CHAPEL HILL – The NAACP’s “Moral Monday” demonstration drew hundreds to Raleigh again this week to speak out against the bills being passed by the state’s General Assembly–but many other North Carolinians are getting active in other ways, including one small business owner in Chapel Hill who chose a unique way to get her message across.

Sylvia Steere (a friend of the author) is the owner of Golden Age Bakery, a gluten-free bakery she operates out of her Chapel Hill home. Ordinarily she’s trying to sell her cookies, but on Monday she gave them away — 170 of them, in fact — hand-delivering one each to every single legislative office in the State House and Senate.

Her mission? To urge the General Assembly not to pass House Bill 998, the House’s tax-reform plan that will expand the scope of sales taxes while cutting the tax rate on large corporations.

“It will reduce corporate taxes, over the next few years, to completely eliminate them by 2017 — and that’s going to put a lot of the burden on the people that actually consume,” Steere says. “That would be approximately 95 percent of North Carolin(ians) spending more in sales taxes.

“It’s a tax cut for the rich and a tax increase for the poor, and ultimately I don’t consider that good for business, from a small-business standpoint.”

Supporters of the bill say it’s designed to ease the tax burden on businesses — including small businesses — by basing taxes more on consumption. But Steere says a consumption-based tax system wouldn’t be good for her business either.

“If I were a large corporation, I might consider it beneficial,” she says, “but I’m a consumer, and my customers are consumers. And I’d like to not raise prices on ourselves to lower corporate taxes. I feel like it’s the large corporations that could probably afford to spend a little bit more.”

House Bill 998 is not the only tax plan out there: the State Senate is debating several different tax reform proposals, and Governor Pat McCrory has offered his own as well. Each of those plans also include reductions in the corporate tax, though not all of them expand the sales tax as the House bill does.

The General Assembly and Governor McCrory’s office are expected to reach agreement on a final tax plan by the end of the month.
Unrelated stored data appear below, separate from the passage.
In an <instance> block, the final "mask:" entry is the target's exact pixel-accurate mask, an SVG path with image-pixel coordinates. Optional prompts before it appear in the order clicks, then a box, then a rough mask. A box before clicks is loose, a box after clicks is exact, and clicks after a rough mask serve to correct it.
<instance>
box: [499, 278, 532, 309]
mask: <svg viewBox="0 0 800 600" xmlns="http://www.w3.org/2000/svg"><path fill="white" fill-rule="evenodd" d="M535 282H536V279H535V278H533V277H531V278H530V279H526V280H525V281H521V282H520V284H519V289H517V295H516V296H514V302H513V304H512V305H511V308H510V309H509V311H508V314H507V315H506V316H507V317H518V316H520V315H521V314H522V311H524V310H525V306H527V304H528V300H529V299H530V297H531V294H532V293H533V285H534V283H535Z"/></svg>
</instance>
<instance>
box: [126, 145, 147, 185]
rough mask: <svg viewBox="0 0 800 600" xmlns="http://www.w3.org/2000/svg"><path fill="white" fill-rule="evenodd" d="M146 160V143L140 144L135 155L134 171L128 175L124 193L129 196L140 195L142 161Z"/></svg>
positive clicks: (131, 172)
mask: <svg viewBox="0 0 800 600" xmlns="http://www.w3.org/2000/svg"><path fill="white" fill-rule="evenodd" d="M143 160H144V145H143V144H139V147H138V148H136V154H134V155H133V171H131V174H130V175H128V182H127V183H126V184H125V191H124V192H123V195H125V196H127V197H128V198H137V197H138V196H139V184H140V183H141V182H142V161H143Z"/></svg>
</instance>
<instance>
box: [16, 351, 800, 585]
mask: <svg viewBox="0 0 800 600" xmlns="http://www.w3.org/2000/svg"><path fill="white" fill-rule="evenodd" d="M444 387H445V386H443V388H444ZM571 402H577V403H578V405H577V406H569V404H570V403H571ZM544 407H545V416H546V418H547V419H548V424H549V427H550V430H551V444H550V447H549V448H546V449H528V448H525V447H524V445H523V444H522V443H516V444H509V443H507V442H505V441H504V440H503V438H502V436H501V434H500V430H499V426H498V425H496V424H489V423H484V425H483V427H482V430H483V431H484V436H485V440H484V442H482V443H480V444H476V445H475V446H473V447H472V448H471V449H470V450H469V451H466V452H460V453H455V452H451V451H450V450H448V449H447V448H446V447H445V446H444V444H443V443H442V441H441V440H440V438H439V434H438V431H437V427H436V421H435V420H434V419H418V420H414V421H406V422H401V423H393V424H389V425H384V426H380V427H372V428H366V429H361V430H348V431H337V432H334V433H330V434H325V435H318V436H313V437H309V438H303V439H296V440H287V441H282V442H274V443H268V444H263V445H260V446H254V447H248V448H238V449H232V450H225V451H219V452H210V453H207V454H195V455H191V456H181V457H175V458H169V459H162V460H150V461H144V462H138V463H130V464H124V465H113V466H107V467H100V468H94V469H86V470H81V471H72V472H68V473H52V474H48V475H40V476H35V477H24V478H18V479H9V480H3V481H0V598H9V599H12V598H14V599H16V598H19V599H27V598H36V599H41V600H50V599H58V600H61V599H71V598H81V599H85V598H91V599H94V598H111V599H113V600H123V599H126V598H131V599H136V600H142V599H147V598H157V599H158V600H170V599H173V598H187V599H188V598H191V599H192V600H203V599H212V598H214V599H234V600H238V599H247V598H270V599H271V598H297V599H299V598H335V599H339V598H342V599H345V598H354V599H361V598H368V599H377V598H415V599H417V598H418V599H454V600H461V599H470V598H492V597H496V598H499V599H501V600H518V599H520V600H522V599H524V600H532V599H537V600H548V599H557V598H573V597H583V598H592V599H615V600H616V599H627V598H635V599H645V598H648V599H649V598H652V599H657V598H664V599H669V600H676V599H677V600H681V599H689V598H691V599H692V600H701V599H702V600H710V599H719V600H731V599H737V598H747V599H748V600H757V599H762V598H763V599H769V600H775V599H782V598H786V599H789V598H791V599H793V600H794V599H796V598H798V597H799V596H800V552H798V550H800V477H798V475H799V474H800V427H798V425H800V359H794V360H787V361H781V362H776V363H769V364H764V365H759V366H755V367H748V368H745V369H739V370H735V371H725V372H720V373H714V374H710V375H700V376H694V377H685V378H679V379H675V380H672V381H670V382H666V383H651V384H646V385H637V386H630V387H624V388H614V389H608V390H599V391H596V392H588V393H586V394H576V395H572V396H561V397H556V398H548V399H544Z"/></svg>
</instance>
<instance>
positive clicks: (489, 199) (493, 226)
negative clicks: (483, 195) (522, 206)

While the final plan may not please Steere, she says she’s glad to have spoken out — and she’s hopeful her novel approach might have gotten legislators’ attention.

“It felt very good, actually — just to get out there, see some faces, smile, (and) hand them off,” she says. “They were — in my opinion — very beautifully packaged little thank-you cards, with my note saying why I don’t think they should pass this bill, and a little cookie showing who I am and what my business is doing.”

Steere sells her products online and in local stores, including Southern Season and Foster’s Market.